Tehiya kehrt Shamir den Rücken

Rechtspartei scheidet zu Beginn der Nahost-Konferenz aus Israels Koalitionsregierung aus/ Innere Probleme bei der Palästinenserdelegation/ Arabische Staaten wollen sich in Damaskus abstimmen  ■ Aus Tel Aviv Amos Wollin

Das Ausscheiden der ultranationalistischen Tehiya-Partei aus der israelischen Koalitionsregierung stellt das politische Überleben von Shamir und seinem Kabinett zum gegenwärtigen Zeitpunkt nicht in Frage — jedenfalls nicht, solange die anderen rechten Kritiker der Nahost-Konferenz diesem Schritt nicht folgen. Tehiya hatte am Sonntagabend angekündigt, das Kabinett am 30. 0Ktober, dem ersten Tag der Konferenz, zu verlassen. Auch dann verfügt Shamirs Koalition noch über eine knappe Mehrheit von 63 von 120 Stimmen im Parlament. Aber selbst wenn alle anderen Parteien, die Konzessionen an die arabischen Nachbarstaaten ablehnen, dem Beispiel von Tehiya folgen, kann Shamir notfalls mit einer Minderheitsregierung im Amt bleiben, denn die oppositionelle Arbeiterpartei hat dem Ministerpräsidenten bereits für diesen Fall ihre Unterstützung zugesichert.

Shamir hat jedoch die Möglichkeit, nach der Eröffnungsrunde in Madrid für eine „Auszeit“ zu optieren. Unter Verweis auf die Lage in Israel könnte er sich vorrübergehend aus der zweiten, bilateralen Gesprächsrunde zurückziehen, bis Neuwahlen stattgefunden haben. Der Verlauf der Dinge wird vom Start des Verhandlungsprozesses abhängen — und der Frage, inwieweit sich die israelische Regierung erneut mit den USA anlegen will.

Bei den letzten Vorbereitungen für die Konferenz kam es gestern zu neuerlichen, diesmal innerpalästinensischen Problemen. Der Palästinenserführer Faisal al Husseini aus Ostjerusalem verschob die Veröffentlichung der Namensliste für Madrid, weil die palästinensische Kommunistische Partei Einspruch gegen seine „undemokratischen Methoden“ und die „einseitige Auswahl“ der Delegierten erhob. Da die Kommunisten bislang die einzigen Partner von PLO-Chef Arafats Al Fatah in den Reihen des palästinensischen Verhandlungsteams sind, kann Husseini diese Kritik nicht völlig ignorieren. So gehört zu den Forderungen der KP auch, daß die Zusammensetzung der Delegation die verschiedenen politischen Kräfte unter den Palästinensern widerspiegeln muß. Diese Kritik bezieht sich auch auf die Beratergruppe, die sich ausschließlich aus Anhängern von Fatah zusammensetzt.
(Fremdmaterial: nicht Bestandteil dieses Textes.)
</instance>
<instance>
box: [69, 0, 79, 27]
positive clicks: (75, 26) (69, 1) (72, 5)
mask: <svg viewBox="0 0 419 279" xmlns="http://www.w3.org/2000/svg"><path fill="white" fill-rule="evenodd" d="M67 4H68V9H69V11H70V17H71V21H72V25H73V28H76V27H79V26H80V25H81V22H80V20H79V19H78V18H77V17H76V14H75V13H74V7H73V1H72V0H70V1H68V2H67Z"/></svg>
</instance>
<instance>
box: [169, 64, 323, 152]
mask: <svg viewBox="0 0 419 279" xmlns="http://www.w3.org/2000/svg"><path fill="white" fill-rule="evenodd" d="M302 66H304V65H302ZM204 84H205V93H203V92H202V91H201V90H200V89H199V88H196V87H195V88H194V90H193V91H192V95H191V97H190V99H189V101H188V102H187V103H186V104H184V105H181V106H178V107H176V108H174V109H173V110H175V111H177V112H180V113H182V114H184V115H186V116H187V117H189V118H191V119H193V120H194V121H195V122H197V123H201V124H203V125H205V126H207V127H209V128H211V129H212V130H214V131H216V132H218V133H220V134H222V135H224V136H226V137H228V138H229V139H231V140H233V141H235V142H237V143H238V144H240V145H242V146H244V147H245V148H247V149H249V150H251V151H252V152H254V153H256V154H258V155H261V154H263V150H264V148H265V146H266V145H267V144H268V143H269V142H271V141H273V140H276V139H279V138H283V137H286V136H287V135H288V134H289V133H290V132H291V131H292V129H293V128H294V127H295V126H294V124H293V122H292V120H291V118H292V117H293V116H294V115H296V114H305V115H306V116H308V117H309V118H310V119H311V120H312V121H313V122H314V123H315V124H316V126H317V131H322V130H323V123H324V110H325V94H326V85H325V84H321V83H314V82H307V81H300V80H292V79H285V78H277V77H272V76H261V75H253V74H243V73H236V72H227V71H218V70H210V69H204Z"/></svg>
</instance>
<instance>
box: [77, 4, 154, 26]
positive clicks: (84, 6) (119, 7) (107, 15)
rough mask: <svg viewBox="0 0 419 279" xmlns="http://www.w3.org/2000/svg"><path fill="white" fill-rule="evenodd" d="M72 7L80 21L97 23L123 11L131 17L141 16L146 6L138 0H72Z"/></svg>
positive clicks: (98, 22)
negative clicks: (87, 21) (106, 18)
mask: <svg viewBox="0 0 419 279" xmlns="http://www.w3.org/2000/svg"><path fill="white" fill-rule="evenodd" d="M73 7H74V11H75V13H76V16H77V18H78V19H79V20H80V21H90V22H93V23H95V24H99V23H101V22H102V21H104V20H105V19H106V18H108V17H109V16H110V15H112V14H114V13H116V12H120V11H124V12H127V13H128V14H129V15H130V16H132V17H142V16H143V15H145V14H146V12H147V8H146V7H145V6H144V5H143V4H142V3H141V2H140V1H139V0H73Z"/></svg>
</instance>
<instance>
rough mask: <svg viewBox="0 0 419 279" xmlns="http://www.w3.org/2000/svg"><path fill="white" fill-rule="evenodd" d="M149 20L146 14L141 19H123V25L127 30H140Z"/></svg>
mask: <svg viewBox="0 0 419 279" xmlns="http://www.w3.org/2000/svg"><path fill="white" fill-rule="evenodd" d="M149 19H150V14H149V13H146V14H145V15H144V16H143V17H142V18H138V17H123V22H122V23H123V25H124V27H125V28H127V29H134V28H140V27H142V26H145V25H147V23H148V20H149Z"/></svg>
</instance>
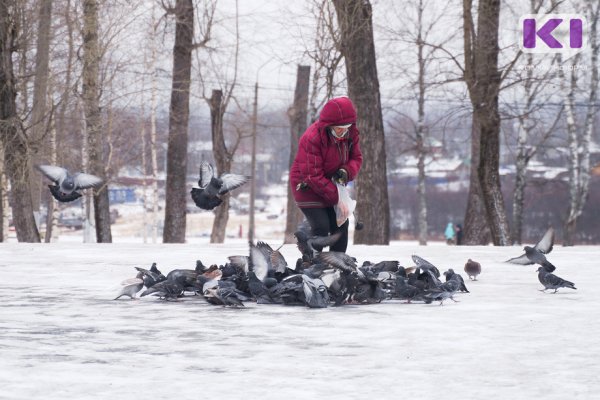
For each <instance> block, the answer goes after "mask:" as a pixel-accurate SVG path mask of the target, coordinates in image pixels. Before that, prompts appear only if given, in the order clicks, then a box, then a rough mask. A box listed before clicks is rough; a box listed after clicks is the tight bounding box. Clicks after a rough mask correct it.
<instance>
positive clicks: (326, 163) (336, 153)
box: [289, 97, 362, 208]
mask: <svg viewBox="0 0 600 400" xmlns="http://www.w3.org/2000/svg"><path fill="white" fill-rule="evenodd" d="M350 123H351V124H352V126H351V127H350V128H349V129H348V134H347V135H346V137H344V138H343V139H342V140H337V139H335V138H334V137H333V136H332V134H331V133H329V129H327V127H329V126H333V125H345V124H350ZM358 141H359V136H358V129H357V128H356V110H355V109H354V105H353V104H352V101H351V100H350V99H349V98H347V97H337V98H335V99H331V100H329V101H328V102H327V104H325V106H324V107H323V110H321V114H320V115H319V119H318V120H317V121H316V122H315V123H313V124H312V125H311V126H309V127H308V129H307V130H306V131H305V132H304V134H303V135H302V137H300V142H299V144H298V153H297V154H296V158H295V159H294V162H293V164H292V168H291V169H290V179H289V180H290V185H291V186H292V192H293V193H294V199H295V200H296V204H297V205H298V207H300V208H322V207H331V206H334V205H336V204H337V202H338V193H337V187H336V186H335V184H334V183H333V182H332V181H331V177H332V176H333V174H334V173H335V172H336V171H337V170H338V169H340V168H343V169H345V170H346V171H347V172H348V181H352V180H354V178H355V177H356V175H357V174H358V171H359V170H360V167H361V165H362V153H361V152H360V146H359V143H358ZM301 182H304V183H306V185H307V188H306V189H303V190H296V187H297V186H298V184H299V183H301Z"/></svg>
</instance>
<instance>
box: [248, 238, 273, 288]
mask: <svg viewBox="0 0 600 400" xmlns="http://www.w3.org/2000/svg"><path fill="white" fill-rule="evenodd" d="M250 271H253V272H254V273H255V274H256V277H257V278H258V279H259V280H260V281H262V282H264V280H265V278H266V277H267V275H268V274H269V260H268V258H267V256H265V254H264V252H263V251H262V250H261V249H260V248H258V247H256V246H253V245H251V246H250Z"/></svg>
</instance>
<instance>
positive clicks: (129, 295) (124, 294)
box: [114, 272, 144, 300]
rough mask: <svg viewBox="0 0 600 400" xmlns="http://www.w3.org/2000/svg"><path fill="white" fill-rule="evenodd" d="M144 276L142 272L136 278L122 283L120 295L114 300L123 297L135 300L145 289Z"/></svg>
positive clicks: (116, 297) (123, 281) (121, 283)
mask: <svg viewBox="0 0 600 400" xmlns="http://www.w3.org/2000/svg"><path fill="white" fill-rule="evenodd" d="M142 275H143V273H142V272H138V274H137V276H136V277H135V278H131V279H126V280H124V281H123V282H121V286H122V288H121V291H120V292H119V295H118V296H117V297H115V299H114V300H118V299H120V298H121V297H123V296H127V297H129V298H130V299H131V300H135V295H136V293H137V292H139V291H140V290H142V288H143V287H144V281H143V280H142V279H141V278H142Z"/></svg>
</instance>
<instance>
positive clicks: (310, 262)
mask: <svg viewBox="0 0 600 400" xmlns="http://www.w3.org/2000/svg"><path fill="white" fill-rule="evenodd" d="M341 236H342V233H341V232H336V233H334V234H331V235H328V236H315V235H313V233H312V229H311V228H310V225H309V224H308V222H307V221H303V222H302V223H301V224H300V225H299V226H298V230H297V231H296V232H294V237H295V238H296V245H297V246H298V250H300V252H301V253H302V256H303V258H305V261H308V262H309V263H312V261H313V260H314V258H315V257H316V256H317V255H318V254H319V252H321V251H323V247H328V246H333V245H334V244H335V243H336V242H337V241H338V240H339V239H340V237H341Z"/></svg>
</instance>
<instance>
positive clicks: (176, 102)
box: [163, 0, 194, 243]
mask: <svg viewBox="0 0 600 400" xmlns="http://www.w3.org/2000/svg"><path fill="white" fill-rule="evenodd" d="M175 18H176V23H175V45H174V46H173V82H172V88H171V105H170V108H169V147H168V149H167V182H166V188H165V193H166V205H165V222H164V231H163V242H164V243H183V242H185V228H186V204H187V198H188V195H189V194H188V191H187V182H186V178H187V147H188V119H189V114H190V79H191V71H192V47H193V38H194V3H193V1H192V0H177V2H176V4H175Z"/></svg>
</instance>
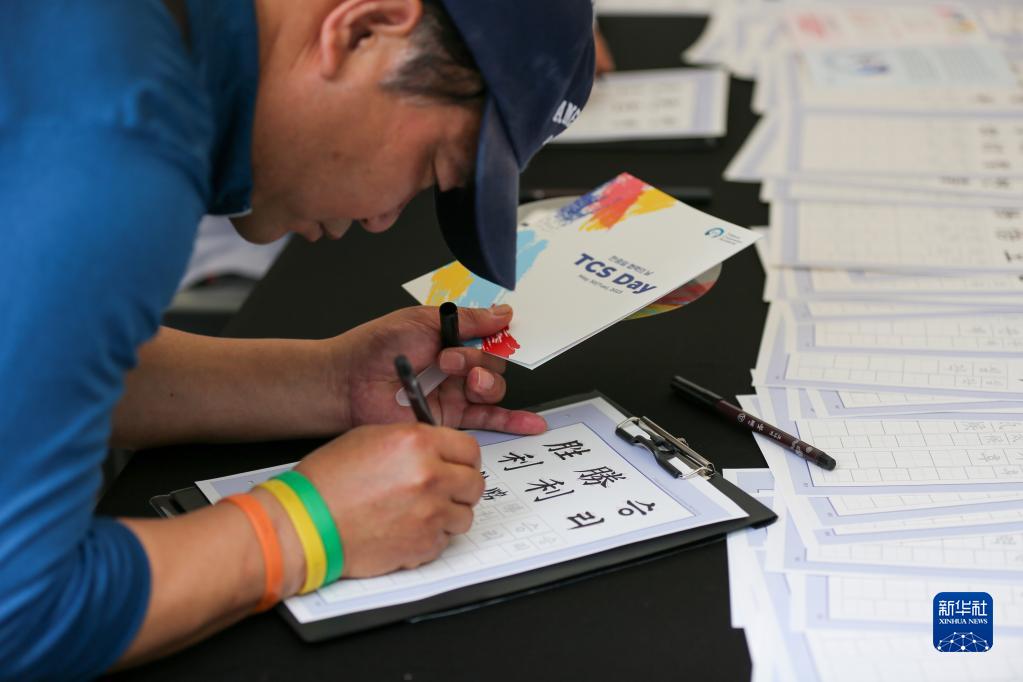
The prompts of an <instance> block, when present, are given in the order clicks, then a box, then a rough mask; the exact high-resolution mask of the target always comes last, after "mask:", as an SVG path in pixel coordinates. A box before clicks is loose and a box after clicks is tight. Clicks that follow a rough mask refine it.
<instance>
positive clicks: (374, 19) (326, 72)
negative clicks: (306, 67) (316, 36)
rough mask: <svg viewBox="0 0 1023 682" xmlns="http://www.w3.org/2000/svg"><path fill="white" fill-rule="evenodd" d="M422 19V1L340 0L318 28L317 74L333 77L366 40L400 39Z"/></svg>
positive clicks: (387, 0) (326, 16)
mask: <svg viewBox="0 0 1023 682" xmlns="http://www.w3.org/2000/svg"><path fill="white" fill-rule="evenodd" d="M421 18H422V0H343V2H341V3H340V4H339V5H338V6H337V7H335V8H333V9H332V10H331V11H330V13H329V14H327V15H326V17H325V18H324V19H323V22H322V24H321V25H320V34H319V62H320V75H321V76H322V77H323V78H328V79H329V78H333V77H335V76H336V75H337V74H338V72H339V71H340V70H341V66H342V65H343V64H344V63H345V60H346V59H348V57H349V56H350V55H351V54H353V53H354V52H355V51H356V50H357V49H359V48H360V47H362V46H364V45H365V44H366V41H367V40H372V39H373V38H379V37H381V36H395V37H399V38H400V37H403V36H408V35H410V34H411V33H412V30H414V29H415V27H416V26H417V25H418V22H419V19H421Z"/></svg>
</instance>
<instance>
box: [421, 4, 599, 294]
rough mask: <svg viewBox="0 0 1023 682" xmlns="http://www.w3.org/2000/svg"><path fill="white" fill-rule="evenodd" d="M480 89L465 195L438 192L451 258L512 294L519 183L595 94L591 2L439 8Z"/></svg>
mask: <svg viewBox="0 0 1023 682" xmlns="http://www.w3.org/2000/svg"><path fill="white" fill-rule="evenodd" d="M441 2H442V4H443V5H444V8H445V9H446V10H447V12H448V14H449V15H450V16H451V20H452V21H453V22H454V25H455V27H456V28H457V29H458V32H459V34H461V38H462V40H464V42H465V45H466V46H468V47H469V50H470V51H471V52H472V53H473V57H474V58H475V59H476V63H477V65H478V66H479V67H480V72H481V73H482V74H483V80H484V82H485V83H486V86H487V96H486V102H485V103H484V106H483V120H482V122H481V125H480V137H479V146H478V148H477V152H476V174H475V177H474V179H473V181H472V182H471V183H470V184H469V185H468V186H466V187H460V188H455V189H451V190H448V191H445V192H441V191H437V193H436V198H437V218H438V220H439V222H440V225H441V231H442V232H443V233H444V239H445V240H446V241H447V244H448V246H449V247H450V248H451V252H452V253H453V254H454V256H455V258H456V259H458V261H460V262H461V264H462V265H464V266H465V267H466V268H469V269H470V270H472V271H473V272H474V273H476V274H477V275H479V276H481V277H484V278H486V279H489V280H490V281H492V282H495V283H497V284H500V285H501V286H503V287H504V288H508V289H514V288H515V284H516V227H517V224H518V220H517V218H516V213H517V210H518V207H519V175H520V174H521V173H522V171H523V170H524V169H525V168H526V165H527V164H528V163H529V161H530V160H531V158H532V157H533V154H535V153H536V152H537V151H539V149H540V147H542V146H543V145H544V144H545V143H546V142H548V141H549V140H550V139H552V138H553V137H554V136H557V135H558V134H559V133H561V132H562V131H563V130H565V129H566V128H567V127H568V126H569V124H571V123H572V122H573V121H575V119H576V117H578V116H579V111H581V110H582V107H583V105H584V104H585V103H586V100H587V99H588V98H589V91H590V89H591V88H592V87H593V69H594V64H595V62H594V54H593V8H592V5H591V4H590V0H498V1H494V0H441Z"/></svg>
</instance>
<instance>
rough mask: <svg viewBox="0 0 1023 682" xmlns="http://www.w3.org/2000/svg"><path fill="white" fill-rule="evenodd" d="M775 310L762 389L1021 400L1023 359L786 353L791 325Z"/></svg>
mask: <svg viewBox="0 0 1023 682" xmlns="http://www.w3.org/2000/svg"><path fill="white" fill-rule="evenodd" d="M781 318H782V315H780V314H777V313H776V311H774V310H772V311H771V312H770V314H769V315H768V319H767V324H766V326H765V329H764V335H763V340H762V342H761V345H760V352H759V356H758V358H757V367H756V369H755V379H756V381H755V382H756V383H757V384H758V385H764V387H775V388H811V389H821V390H836V389H844V390H849V391H894V392H905V393H922V394H929V395H947V396H954V397H957V398H959V397H964V398H985V399H988V400H1004V401H1017V400H1023V358H1020V357H991V356H984V357H977V356H968V355H951V354H944V353H942V354H938V355H924V354H909V353H905V354H893V353H887V354H886V353H870V352H847V353H833V352H826V351H816V352H805V353H801V352H793V353H790V352H789V351H788V345H787V342H786V338H787V335H788V334H789V333H791V330H788V329H787V327H788V326H790V325H788V324H786V323H785V322H784V321H782V319H781Z"/></svg>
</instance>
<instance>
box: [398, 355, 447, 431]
mask: <svg viewBox="0 0 1023 682" xmlns="http://www.w3.org/2000/svg"><path fill="white" fill-rule="evenodd" d="M394 368H395V369H396V370H398V378H399V379H400V380H401V384H402V385H403V387H405V395H406V396H408V402H409V404H410V405H411V406H412V411H413V412H415V418H416V419H418V420H419V421H421V422H422V423H425V424H430V425H431V426H436V425H437V422H436V421H435V420H434V415H433V414H432V413H431V412H430V405H428V404H427V398H426V396H424V395H422V390H421V389H420V388H419V381H418V379H416V378H415V374H414V373H413V372H412V365H411V363H409V362H408V358H406V357H405V356H403V355H399V356H398V357H397V358H395V359H394Z"/></svg>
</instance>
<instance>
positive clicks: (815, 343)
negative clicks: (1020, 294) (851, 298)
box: [795, 314, 1023, 354]
mask: <svg viewBox="0 0 1023 682" xmlns="http://www.w3.org/2000/svg"><path fill="white" fill-rule="evenodd" d="M795 347H796V348H799V349H804V350H810V349H825V350H830V349H842V350H854V349H862V350H866V351H894V352H899V351H909V352H915V351H945V352H951V353H957V352H970V353H978V354H989V353H990V354H1016V353H1020V352H1023V315H1015V314H1008V315H999V314H991V315H983V316H980V315H973V316H935V317H919V318H914V319H904V320H903V319H891V320H869V319H866V320H843V321H819V322H811V323H809V324H803V325H799V326H798V327H797V330H796V339H795Z"/></svg>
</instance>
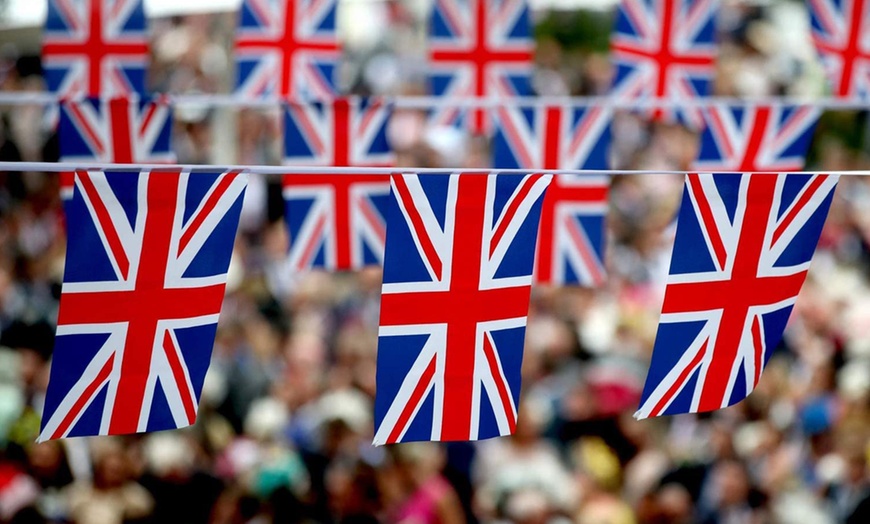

Die PLO setzte unterdessen ihre Bemühungen fort, eine mögliche Isolierung der Palästinenser bei der Konferenz zu verhindern. Am Mittwoch wollen sich die Außenminister der teilnehmenden arabischen Staaten in der syrischen Hauptstadt Damaskus treffen, um die Chancen für eine gemeinsame Haltung zu sondieren. Ein PLO-Funktionär erklärte in Amman, die PLO wolle die einzelnen Regierungen dazu verpflichten, „keinen separaten Friedensvertrag mit Israel zu unterzeichnen, ehe eine gerechte und umfassende Lösung des Palästinenserproblems erreicht ist“. PLO-Chef Arafat, der sich zusammen mit der syrischen Führung für ein Gipfeltreffen stark gemacht hatte, reiste gestern von Amman weiter nach Kairo. Anschließend will er sich nach Paris begeben, wo auch eine Begegnung mit dem sowjetischen Außenminister Boris Pankin geplant ist.

Der Chef der radikalen Gruppierung PFLP-Generalkommando, Ahmad Jibril, drohte unterdessen den palästinensischen Delegierten für die Konferenz unterdessen mit ihrer Ermordung. „Sie haben sich selbst zu Tode verurteilt“, erklärte Jibril am Rande einer Palästina-Konferenz in Teheran.